1980 – Willaim Howard Stein died.

Stein was an American biochemist who shares half the 1972 Nobel Prize in Chemistry with Stanford Moore for their research into the ribonuclease molecule. They determined the structure of ribonuclease and discovered its catalytic properties during food digestion. Stein and Moore later applied these same techniques to discover the sequence of deoxyribonuclease.

1955 – Oswald Theodore Avery died.

Oswald Theodore Avery Jr.
Oswald Theodore Avery Jr. (1877 – 1955)

Avery was a Canadian-American physician and molecular biologist. Together with Colin MacLeod and Maclyn McCarty, they discovered the genetic information in genes and chromosomes is made up of DNA. This disproved the belief that genetic material is contained in cellular proteins.

1923 – “Ethyl” leaded gasoline was introduced commercially.

1907 – Dmitri Mendeleev died.

Dmitri Mendeleev
Dmitri Mendeleev (1834 – 1907)

Mendeleev formulated a periodic table of the elements where the elements are ordered by increasing atomic mass similar to the modern periodic table. He included eight unknown elements on his table based on predicted chemical properties due to the periodic nature of the elements.

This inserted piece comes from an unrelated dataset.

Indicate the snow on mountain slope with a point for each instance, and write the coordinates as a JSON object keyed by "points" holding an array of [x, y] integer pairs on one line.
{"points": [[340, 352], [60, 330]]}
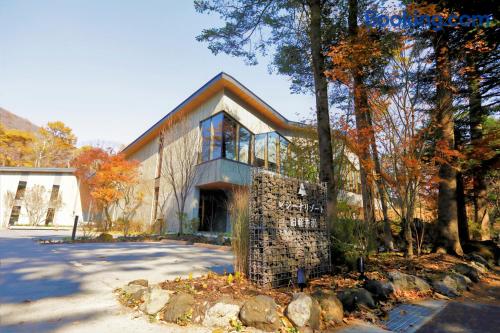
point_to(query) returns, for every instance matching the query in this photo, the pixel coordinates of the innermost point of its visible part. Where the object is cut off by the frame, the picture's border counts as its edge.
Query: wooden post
(74, 228)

He is also credited with introducing the Metric System to Russia while he was in charge of Russia’s Bureau of Weights and Measures.

Element 101 was named mendelevium in his honor. 

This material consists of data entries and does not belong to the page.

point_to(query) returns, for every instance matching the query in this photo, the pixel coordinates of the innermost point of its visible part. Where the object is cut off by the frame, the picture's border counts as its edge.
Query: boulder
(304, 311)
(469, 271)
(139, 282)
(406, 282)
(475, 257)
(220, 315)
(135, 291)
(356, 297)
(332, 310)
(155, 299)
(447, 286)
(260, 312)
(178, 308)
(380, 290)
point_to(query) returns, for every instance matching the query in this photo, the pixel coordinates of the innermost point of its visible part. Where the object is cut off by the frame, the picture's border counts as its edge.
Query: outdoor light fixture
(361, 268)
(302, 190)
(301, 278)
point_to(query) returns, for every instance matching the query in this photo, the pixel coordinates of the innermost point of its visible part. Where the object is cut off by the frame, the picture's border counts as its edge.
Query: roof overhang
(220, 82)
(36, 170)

1870 – Cardiff Giant exposed as a hoax.

Cardiff Giant
Cardiff Giant – fake fossilized remains of a 10 foot tall giant man.

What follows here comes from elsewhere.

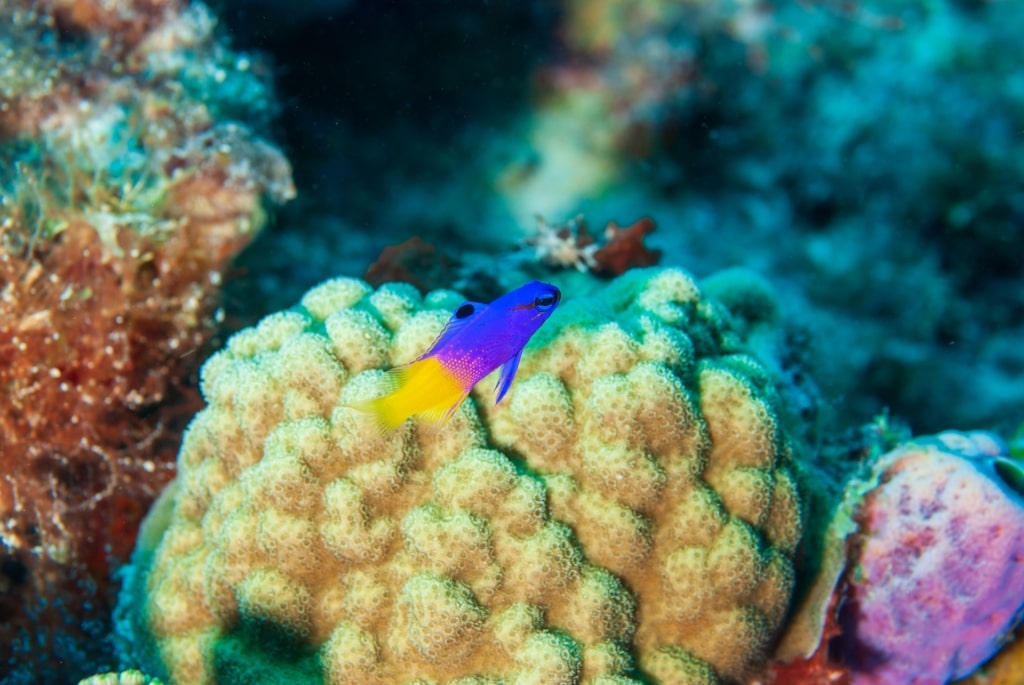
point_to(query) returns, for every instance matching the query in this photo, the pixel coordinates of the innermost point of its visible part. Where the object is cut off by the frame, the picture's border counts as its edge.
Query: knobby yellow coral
(628, 511)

The Cardiff Giant was a 10 foot tall petrified giant man dug up by workers behind William “Stub” Newell’s barn in Cardiff, New York. In fact, it was a 10-foot chunk of gypsum Newell had carved into the likeness of a man and stained to look old and distressed. He buried it behind his barn and later hired workers to dig a well in the spot. When the men found the large rock, they thought they found the remains of a huge man. Newell charged 50 cents for a person to look at what he claimed was proof that biblical giants once existed. He eventually sold it for $37,500 to investors who put it on display in Syracuse, New York. PT Barnum made a copy of the Giant to exhibit in his circus.

1817 – John Glover was born.

Glover was an English chemist who created the Glover Tower to reclaim useful byproducts for reuse during the manufacture of sulfuric acid.

Sulfuric acid is mass produced in a lead chamber process. Sulfur dioxide is mixed with steam and air in a lead lined chamber. The series of reactions in this process produce nitrogen oxide as one of the products and was vented away as waste. These oxides are actually useful for the early part of the process. Glover identified this waste and created a tower to recycle the exhaust into the reaction chamber, increasing the effiency of the system.

1802 – Jean Baptiste Boussingault was born.

Jean Baptiste Boussingault
Jean Baptiste Boussingault (1801 – 1887)

Boussingault was a French chemist who determined the role of nitrogen in plant health. He made one of the first scientific studies of the practice of crop rotation. He found plants get nitrogen from the soil in the form of nitrates. He also found legume crops added nitrogen to the soil.

Boussingault isolated the compound sorbitol. Sorbitol is a slow metabolizing sugar alcohol generally used as a sugar substitute in low-calorie foods.